Azerbaijan could up gas output to 20 bcm/year by 2016 - Socar
BAKU. June 5 (Interfax) - Azerbaijan has the potential to increase gas production to 20 billion cubic meters in 2015, not including gas reinjected into reservoirs, the head of the State Oil Company of Azerbaijan Republic (SOCAR), Rovnag Abdullayev said Wednesday at the opening of the Caspian Oil & Gas conference.
This would further increase Azerbaijan's role in ensuring the energy security of Europe, Abdullayev said.
He said SOCAR is now wrapping up commercial negotiations with potential buyers for Azerbaijan's gas in Europe, and received offers are being assessed.
Proposals for gas prices and gas transit tariffs are being assessed, and the company expects a final decision to be made at the end of this month on the route for exporting Azerbaijan's gas to Europe, Abdullayev said, adding that determined work is being done with the government of Turkey to carry out the project to build the Trans-Anatolian gas pipeline (TANAP).
He recalled that TANAP will have capacity of 16 bcm per year, of which 6 bcm will go to Turkey and 10 bcm to Europe.
In future, this pipeline will carry gas from other fields in Azerbaijan besides Shah Deniz, he said.

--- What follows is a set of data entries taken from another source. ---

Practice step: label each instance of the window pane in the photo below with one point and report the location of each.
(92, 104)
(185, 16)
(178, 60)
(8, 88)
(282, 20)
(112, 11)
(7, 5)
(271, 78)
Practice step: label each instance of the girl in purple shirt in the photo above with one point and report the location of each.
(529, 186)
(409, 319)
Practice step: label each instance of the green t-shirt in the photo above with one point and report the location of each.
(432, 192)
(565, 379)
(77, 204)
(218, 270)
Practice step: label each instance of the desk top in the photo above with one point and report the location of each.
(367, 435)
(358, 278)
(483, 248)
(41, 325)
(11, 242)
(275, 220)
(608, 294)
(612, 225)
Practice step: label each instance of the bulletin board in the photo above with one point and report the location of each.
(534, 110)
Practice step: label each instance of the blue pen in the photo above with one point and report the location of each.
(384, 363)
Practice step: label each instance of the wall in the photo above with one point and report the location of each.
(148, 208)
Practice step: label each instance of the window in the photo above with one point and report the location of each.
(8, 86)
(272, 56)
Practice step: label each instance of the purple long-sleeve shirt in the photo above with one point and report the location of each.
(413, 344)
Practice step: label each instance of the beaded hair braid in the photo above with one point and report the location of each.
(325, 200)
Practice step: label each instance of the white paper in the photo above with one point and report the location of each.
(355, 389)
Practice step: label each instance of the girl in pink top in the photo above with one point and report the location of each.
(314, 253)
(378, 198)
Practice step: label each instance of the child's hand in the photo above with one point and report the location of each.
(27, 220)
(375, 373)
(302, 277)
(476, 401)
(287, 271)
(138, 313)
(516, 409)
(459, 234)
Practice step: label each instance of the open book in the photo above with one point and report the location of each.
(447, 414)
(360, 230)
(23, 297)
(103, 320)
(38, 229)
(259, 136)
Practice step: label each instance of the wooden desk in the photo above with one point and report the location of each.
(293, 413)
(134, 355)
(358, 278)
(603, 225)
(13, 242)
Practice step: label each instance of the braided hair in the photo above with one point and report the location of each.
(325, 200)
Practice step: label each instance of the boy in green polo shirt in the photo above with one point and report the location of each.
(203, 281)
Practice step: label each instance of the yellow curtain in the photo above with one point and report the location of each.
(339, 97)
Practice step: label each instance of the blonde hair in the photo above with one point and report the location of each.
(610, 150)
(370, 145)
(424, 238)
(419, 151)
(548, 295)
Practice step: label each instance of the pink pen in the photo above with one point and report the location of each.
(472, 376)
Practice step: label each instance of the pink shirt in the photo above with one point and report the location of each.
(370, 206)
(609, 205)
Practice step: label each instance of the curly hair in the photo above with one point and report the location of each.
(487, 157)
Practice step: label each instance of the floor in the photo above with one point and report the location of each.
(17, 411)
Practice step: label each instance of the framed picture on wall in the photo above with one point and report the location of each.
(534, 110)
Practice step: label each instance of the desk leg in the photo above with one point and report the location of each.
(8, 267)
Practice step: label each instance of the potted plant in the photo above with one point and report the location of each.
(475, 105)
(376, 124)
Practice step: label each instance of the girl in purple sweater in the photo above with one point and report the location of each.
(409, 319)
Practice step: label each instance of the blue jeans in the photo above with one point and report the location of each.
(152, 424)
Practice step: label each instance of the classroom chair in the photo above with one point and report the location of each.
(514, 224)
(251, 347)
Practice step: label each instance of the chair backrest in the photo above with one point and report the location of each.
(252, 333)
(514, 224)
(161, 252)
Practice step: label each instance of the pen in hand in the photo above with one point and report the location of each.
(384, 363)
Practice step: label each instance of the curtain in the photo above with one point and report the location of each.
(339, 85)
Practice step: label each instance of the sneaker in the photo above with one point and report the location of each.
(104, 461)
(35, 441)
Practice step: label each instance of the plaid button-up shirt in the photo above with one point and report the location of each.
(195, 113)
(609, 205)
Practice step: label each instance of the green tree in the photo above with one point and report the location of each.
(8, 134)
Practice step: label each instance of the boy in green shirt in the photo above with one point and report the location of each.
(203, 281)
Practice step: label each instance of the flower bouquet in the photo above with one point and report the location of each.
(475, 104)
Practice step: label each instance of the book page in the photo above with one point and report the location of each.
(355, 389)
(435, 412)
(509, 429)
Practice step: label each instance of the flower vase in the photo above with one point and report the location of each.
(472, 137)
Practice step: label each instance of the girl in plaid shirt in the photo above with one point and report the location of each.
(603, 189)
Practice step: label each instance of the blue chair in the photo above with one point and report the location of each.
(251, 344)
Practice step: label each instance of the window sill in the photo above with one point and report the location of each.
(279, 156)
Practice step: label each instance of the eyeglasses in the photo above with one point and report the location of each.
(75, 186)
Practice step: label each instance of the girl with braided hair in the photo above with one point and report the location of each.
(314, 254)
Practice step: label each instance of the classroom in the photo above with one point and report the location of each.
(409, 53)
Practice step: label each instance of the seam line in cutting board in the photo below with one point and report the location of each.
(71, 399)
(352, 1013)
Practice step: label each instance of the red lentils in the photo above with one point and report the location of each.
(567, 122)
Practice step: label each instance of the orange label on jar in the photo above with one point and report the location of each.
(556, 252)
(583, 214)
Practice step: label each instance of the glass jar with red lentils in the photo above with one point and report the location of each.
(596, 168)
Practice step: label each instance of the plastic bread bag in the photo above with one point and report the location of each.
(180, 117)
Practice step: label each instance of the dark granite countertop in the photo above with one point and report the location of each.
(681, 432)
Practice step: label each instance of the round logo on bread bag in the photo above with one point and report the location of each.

There has been some progress in Socar's negotiations with BP, Total and Statoil on their participation in the TANAP project, and in general this pipeline is the only acceptable alternative source of gas supplies to Europe, Abdullayev said.
Construction of TANAP will begin in 2014 and the first gas will be shipped to Europe in 2019, he said.
Azerbaijan's forecast reserves of hydrocarbons are estimated at 10 billion tonnes of fuel equivalent and this will be enough for another 100 years, but the government is making a determined effort to reduce the country's oil dependency by investing oil revenues in human resources, Abdullayev said.
Gas production in Azerbaijan, including reinjection of gas, totalled 26.9 bcm in 2012.
The TANAP pipeline is intended to take Azerbaijani natural gas from the Shah Deniz field from the Georgian-Turkish border to Turkey's western border. The project will cost an estimated $10 billion-$11 billion.
Socar has an 80% stake in TANAP, and Turkey's Botas and TPAO hold 20%. Socar intends to retain a 51% stake, but is in talks to give the other 29% to BP (12%), Statoil (12%) and Total (5%).